実話に基づき、NASAのロケット打ち上げの舞台裏に隠されて知られてこなかった黒人女性たちの活躍を描いています。

www.youtube.com

観る前に押さえておくと良い知識

まずは本作で物語の中心になる宇宙開発の歴史を押さえておくと良いと思います。舞台となる1961年は、ソ連が人類初の有人宇宙飛行に成功した年でアメリカ合衆国が後塵を拝していた時期です。その中でアメリカも有人宇宙飛行を成功させようとNASAが奮闘していました。

宇宙開発の年表 - Wikipedia

それからもう一つは、人種差別の歴史。1961年はまだ人種差別が根強く残っていた時代でジム・クロウ法が有効でした。有色人種Coloredと白人はトイレも水飲み場も違うし、バスに乗る際Coloredは後ろに乗らなければならない等目に見える差別が当たり前とされていました。

本作のテーマはまさにこの差別の歴史なので、どのような時代だったのかを予め知っておくとより理解が深まると思います。私は観る前にたまたまBuzzfeedの以下の記事を読んだのですが、映画を理解するにあたって参考になりました。

www.buzzfeed.com

それから男女差別もテーマになっていて、NASAで宇宙開発のヘッド部門とも言えるスペース・タスク・グループ活動しているのは男性ばかり、会議に女性が参加することを気にする場面もある等、男女差別が随所に現れます。

いわゆるウーマンリブ運動がアメリカ合衆国で始まるのは1970年代で本作には直接関係ないのですが、アメリカ合衆国ですら女性の仕事が女性だからという理由で制限されていた時代であることは念頭に置いておくと良いと思いました。

一点注意なのは、Wikipediaによれば、モデルとなった彼女たちが活躍した年代にズレがあったり、NASAは1961年時点で既に差別を撤廃した運用を行っていたりと、本作があくまで実話を元にしたフィクションということです。そのため現実との齟齬は多少あるみたいです。映画の素晴らしさには変わりありませんけどね。

感想(ネタバレ無し)

宇宙開発はおまけと言うと語弊がありますが、アメリカ合衆国初の有人宇宙飛行に成功したフリーダム7号の打ち上げ・帰還成功可否よりも、そこで働く3人を通じて見える差別の状況と戦いが主なテーマです。

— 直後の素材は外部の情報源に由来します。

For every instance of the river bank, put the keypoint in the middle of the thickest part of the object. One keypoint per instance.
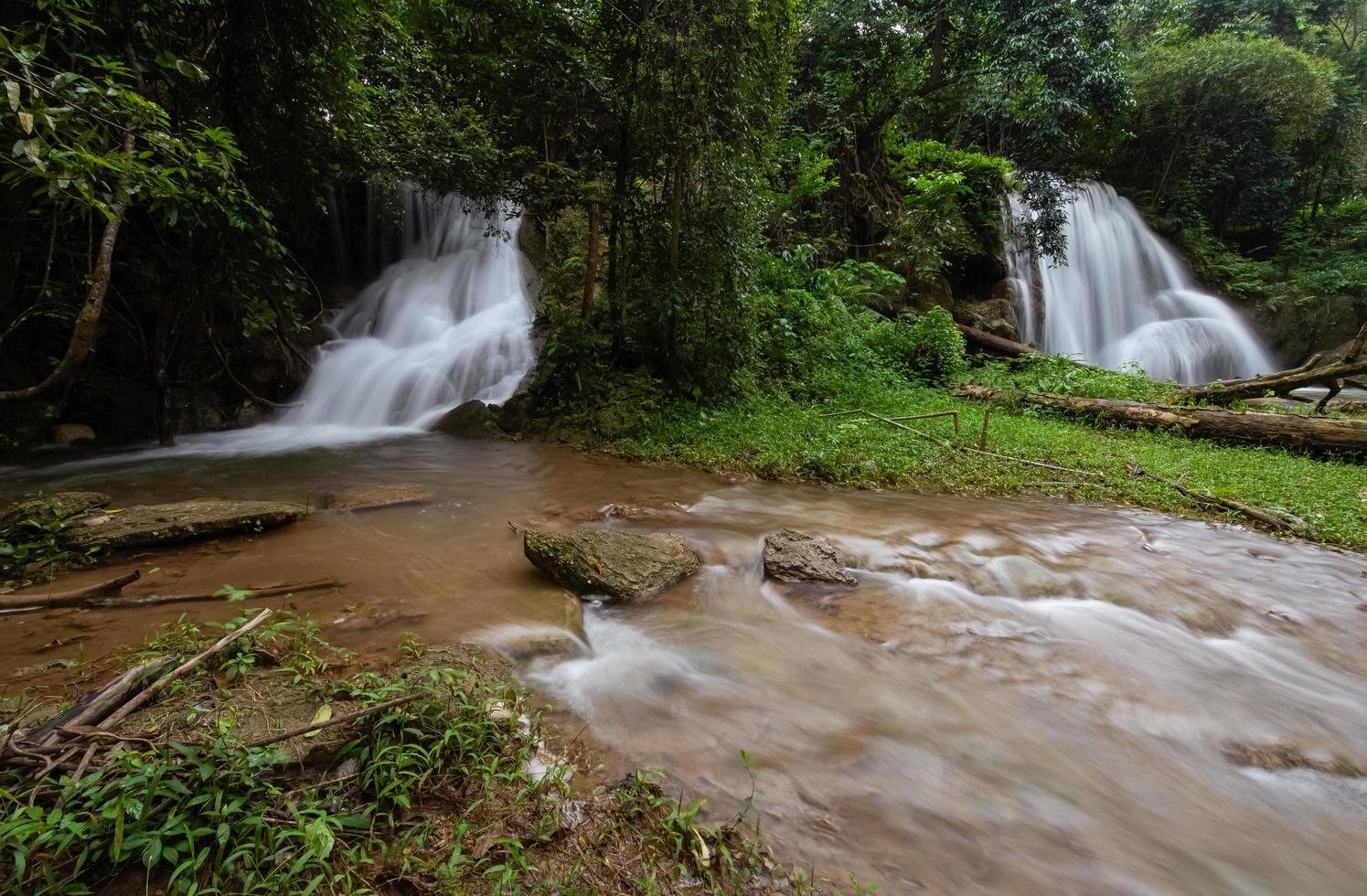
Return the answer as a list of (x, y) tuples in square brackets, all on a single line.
[(1036, 453), (273, 761), (1013, 694)]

主人公のキャサリンが白人男性しか居ない(白人女性が1人、庶務としては働いている)スペース・タスク・グループに配属された際に、白人男性たちがキャサリンを見る目だったり、その後の態度はとても差別的なのですが、その当時の感覚ではおそらくそれが普通だったのだと思わせる演技や演出がうまくいっていました。「人間には欠かせない、とある生理的活動をきっかけにボスがある重要なことに気がつく」シーンは、特によくそれを表していて唸るものがありました。

その後、とあるアクションはあるものの、白人男性たちが考えを改めて差別が解消されるわけではなく、物語が進んでいく中で彼女たちは結果として認められます。決して差別をしてきた人たちとめでたく和解するわけではありません。このあたりは過去の歴史を美化して描かずに、淡々と3人から見えただろう景色と当時の白人男性たちの考えをきちんと切り取っているように思えました。キング牧師や襲撃事件もニュースという形で劇中に出て来るのですが、大々的に事件を扱うのではなく当時生活した黒人の目線から描いていて良かったですね。

私自身は世界史の授業で学んだ、キング牧師や公民権運動など以上のことを知らなかったですし、きっと今を生きる多くのアメリカ人にとっても忘れられていただろう、黒人差別も男女差別も当然という環境下で耐え難きを耐えながらも能力を発揮した黒人女性たちがいた事にフォーカスした作品です。このトランプ大統領時代に、過去の差別の歴史を思い出させてくれたという意味では映画を超えた価値もあると感じました。

彼女たちがどうなったのかを書くとネタバレになってしまいますが、事前にどういう人物か知った上で観ても楽しみは減らないと思うので、興味のある方はKatherine G. Johnson、Dorothy Vaughan、Mary Jacksonの3人についてWikipediaを読んでみても良いと思います。

差別の歴史に全く興味がない人、単純な娯楽として観る人にとってはつまらないと思いますが、差別の歴史を知っておく意味で今観る価値のある映画ですのでオススメです。(日本公開日未定だけど)

では、最後に序盤までのあらすじです。

あらすじ(序盤まで)

1961年。キャサリン、メアリー、ドロシーの三人はNASAの計算チームで働いていた。しかし計算チームと言っても有色人種だけで構成され、隔離されたビルに位置する部門だった。(※前述のとおり実際のNASAは1961年時点で差別撤廃済み)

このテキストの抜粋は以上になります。